My interview with Mr. Copeland was short and sharp.
"What do you want?" he said curtly, more or less as if I was a pickpocket or a beggar asking for a penny.
"I hear there's a vacancy for a lieutenant in the Persian Gulf. I'm Martin—Paul Reginald Martin of the Russell, four years' seniority next May—and I want to go there. My late captain gave me this for the Second Sea Lord;" and I handed him the envelope with the pencil note: "Give this chap the job if you can", and his signature.

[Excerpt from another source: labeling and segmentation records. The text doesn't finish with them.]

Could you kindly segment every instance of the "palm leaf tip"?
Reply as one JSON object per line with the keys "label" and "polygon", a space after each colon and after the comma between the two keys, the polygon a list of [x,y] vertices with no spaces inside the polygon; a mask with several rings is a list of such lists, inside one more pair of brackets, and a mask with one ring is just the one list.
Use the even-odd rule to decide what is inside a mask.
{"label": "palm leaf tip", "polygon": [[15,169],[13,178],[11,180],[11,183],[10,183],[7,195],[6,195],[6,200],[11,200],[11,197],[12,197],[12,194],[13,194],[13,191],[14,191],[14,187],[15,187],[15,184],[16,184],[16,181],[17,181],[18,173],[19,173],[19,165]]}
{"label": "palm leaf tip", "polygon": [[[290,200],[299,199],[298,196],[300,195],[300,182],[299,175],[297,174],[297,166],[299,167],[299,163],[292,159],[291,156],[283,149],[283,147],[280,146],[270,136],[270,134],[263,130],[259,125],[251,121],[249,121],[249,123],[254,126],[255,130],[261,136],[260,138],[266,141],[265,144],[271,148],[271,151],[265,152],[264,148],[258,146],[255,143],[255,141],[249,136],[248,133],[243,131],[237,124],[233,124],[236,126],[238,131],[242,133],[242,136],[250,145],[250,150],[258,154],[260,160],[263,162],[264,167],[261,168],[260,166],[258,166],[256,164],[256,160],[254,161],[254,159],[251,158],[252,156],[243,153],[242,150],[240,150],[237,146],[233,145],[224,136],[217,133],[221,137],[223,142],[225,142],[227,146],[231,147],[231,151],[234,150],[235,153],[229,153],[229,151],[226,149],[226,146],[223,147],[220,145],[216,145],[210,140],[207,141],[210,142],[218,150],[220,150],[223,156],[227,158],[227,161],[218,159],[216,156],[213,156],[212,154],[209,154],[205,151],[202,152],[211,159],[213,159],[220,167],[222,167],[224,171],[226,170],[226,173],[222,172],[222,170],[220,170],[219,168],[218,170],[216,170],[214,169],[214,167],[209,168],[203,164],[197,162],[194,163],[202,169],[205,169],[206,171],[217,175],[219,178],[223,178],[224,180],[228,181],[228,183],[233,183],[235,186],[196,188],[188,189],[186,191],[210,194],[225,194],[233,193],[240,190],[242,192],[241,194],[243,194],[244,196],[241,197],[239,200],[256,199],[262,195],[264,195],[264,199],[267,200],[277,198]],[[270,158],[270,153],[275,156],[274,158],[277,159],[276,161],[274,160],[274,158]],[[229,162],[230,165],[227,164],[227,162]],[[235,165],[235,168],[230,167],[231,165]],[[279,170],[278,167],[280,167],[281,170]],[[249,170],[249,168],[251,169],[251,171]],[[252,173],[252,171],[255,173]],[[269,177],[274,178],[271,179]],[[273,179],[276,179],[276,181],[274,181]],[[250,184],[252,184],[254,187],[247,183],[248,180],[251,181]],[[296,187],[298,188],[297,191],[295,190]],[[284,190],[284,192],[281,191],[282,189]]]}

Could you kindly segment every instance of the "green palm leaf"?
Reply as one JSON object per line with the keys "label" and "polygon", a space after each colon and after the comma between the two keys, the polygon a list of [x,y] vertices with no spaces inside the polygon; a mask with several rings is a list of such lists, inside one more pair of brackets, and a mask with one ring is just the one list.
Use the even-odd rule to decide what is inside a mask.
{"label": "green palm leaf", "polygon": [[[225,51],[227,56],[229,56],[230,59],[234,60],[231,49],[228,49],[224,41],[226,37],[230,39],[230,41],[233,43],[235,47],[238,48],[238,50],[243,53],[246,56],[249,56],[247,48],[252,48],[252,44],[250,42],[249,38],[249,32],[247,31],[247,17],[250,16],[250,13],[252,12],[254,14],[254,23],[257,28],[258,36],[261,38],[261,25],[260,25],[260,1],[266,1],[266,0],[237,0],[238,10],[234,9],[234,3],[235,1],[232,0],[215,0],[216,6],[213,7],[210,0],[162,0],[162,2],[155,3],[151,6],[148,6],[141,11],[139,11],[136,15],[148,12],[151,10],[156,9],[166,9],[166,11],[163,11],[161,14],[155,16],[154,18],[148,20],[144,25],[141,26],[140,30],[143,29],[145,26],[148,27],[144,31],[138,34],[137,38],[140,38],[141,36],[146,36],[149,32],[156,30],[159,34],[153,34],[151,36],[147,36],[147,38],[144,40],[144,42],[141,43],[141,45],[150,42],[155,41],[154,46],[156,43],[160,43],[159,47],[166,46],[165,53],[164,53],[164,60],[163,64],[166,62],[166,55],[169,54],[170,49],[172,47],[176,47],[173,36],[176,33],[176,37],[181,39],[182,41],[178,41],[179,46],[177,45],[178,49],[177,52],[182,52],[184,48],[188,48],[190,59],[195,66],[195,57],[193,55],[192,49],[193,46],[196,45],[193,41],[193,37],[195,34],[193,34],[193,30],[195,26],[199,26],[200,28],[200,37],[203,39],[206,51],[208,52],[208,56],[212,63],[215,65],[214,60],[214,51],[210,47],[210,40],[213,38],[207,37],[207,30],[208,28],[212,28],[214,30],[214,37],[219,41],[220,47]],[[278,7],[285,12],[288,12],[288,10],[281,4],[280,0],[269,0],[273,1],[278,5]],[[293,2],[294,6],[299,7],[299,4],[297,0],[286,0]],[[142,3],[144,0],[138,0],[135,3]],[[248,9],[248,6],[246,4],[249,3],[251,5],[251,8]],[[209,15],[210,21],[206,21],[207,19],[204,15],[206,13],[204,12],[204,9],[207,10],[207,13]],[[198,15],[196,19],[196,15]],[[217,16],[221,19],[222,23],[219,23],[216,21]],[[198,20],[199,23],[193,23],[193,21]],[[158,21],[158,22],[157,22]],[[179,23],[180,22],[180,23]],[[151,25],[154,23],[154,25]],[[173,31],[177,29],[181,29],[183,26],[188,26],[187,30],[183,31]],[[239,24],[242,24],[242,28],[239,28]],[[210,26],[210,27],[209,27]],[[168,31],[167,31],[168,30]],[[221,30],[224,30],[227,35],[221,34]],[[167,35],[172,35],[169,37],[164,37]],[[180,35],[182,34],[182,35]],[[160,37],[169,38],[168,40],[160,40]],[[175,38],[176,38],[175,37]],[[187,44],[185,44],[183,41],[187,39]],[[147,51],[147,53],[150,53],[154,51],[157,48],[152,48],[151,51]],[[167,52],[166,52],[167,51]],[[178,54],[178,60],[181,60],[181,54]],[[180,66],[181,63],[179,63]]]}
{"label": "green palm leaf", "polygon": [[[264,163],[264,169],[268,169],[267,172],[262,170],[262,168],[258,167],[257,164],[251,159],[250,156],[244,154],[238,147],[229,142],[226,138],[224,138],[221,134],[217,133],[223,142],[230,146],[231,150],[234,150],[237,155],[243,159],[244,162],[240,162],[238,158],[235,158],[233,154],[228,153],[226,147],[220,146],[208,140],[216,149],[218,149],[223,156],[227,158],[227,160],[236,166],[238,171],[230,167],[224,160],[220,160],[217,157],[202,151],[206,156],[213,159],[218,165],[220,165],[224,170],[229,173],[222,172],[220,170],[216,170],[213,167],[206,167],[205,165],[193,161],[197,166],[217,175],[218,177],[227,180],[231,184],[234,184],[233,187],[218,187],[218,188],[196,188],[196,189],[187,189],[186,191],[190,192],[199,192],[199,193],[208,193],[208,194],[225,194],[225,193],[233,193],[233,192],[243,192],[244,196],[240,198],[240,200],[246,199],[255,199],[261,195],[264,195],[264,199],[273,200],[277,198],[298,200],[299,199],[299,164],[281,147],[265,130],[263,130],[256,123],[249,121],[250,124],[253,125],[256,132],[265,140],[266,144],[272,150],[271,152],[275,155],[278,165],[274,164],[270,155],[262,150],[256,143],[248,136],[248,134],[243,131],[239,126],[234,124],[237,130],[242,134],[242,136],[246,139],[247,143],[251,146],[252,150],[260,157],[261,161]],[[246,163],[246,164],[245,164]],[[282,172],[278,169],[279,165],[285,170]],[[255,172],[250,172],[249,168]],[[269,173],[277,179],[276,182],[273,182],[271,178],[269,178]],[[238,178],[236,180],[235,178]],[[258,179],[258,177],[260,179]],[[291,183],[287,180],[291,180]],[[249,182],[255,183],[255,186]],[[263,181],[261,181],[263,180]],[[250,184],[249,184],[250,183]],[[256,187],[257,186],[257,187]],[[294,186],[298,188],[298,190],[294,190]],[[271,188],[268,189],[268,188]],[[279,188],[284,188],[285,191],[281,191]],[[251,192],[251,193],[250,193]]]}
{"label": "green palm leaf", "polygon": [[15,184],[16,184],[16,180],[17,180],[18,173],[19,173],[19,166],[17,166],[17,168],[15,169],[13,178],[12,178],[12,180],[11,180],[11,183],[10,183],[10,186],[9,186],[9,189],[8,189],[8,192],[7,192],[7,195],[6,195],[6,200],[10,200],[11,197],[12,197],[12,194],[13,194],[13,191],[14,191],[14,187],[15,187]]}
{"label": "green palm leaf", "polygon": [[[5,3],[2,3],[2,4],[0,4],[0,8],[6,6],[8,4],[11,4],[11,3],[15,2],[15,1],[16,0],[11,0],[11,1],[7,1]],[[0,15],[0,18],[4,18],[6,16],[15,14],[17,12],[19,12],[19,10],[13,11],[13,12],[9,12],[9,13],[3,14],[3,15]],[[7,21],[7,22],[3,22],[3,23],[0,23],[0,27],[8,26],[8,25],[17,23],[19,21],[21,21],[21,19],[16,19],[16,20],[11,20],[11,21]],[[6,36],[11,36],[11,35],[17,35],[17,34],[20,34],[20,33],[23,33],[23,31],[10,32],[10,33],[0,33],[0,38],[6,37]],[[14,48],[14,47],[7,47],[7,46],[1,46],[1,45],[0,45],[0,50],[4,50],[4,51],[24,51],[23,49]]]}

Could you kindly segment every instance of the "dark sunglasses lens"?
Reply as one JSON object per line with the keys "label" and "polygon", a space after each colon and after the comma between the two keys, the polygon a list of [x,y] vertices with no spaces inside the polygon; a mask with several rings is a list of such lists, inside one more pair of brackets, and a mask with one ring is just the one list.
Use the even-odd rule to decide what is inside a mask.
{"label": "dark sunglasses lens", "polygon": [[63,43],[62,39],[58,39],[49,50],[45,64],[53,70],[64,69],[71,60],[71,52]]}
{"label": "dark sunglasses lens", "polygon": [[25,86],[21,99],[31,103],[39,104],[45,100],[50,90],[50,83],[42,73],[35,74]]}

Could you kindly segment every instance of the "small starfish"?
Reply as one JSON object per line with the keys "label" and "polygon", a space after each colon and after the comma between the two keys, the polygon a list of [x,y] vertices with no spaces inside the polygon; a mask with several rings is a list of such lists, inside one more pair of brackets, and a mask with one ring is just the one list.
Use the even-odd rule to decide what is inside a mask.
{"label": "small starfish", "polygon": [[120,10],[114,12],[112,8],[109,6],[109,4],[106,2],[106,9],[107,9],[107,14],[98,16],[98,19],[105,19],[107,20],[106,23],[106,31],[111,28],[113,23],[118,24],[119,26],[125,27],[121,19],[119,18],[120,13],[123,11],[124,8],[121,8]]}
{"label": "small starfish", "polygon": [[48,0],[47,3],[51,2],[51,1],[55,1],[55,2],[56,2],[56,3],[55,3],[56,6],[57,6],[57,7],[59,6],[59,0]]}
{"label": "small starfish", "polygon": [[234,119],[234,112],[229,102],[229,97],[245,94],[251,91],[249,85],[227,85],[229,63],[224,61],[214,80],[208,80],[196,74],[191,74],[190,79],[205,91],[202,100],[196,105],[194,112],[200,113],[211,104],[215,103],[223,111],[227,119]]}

The secretary glanced at it, threw it on his desk, and looked at me suspiciously. "Yes, yes! I don't know how he came to hear of it. Collingwood, of the Bunder Abbas, has died of sunstroke. Quite right! quite right! I'll put your name down for her—if you wish."
"Please!" I said.
"Do you know what the job is?" he asked, as if, did I know, I should not be so keen to go.
"Not in the least," I answered; "and I don't mind, so long as I can get abroad and out of the Channel Fleet."
He smiled unpleasantly. "It's a patrolling job, and a lonely one."
He said this as though—officially—he ought to warn me, though—individually—he didn't care a button whether I went or not.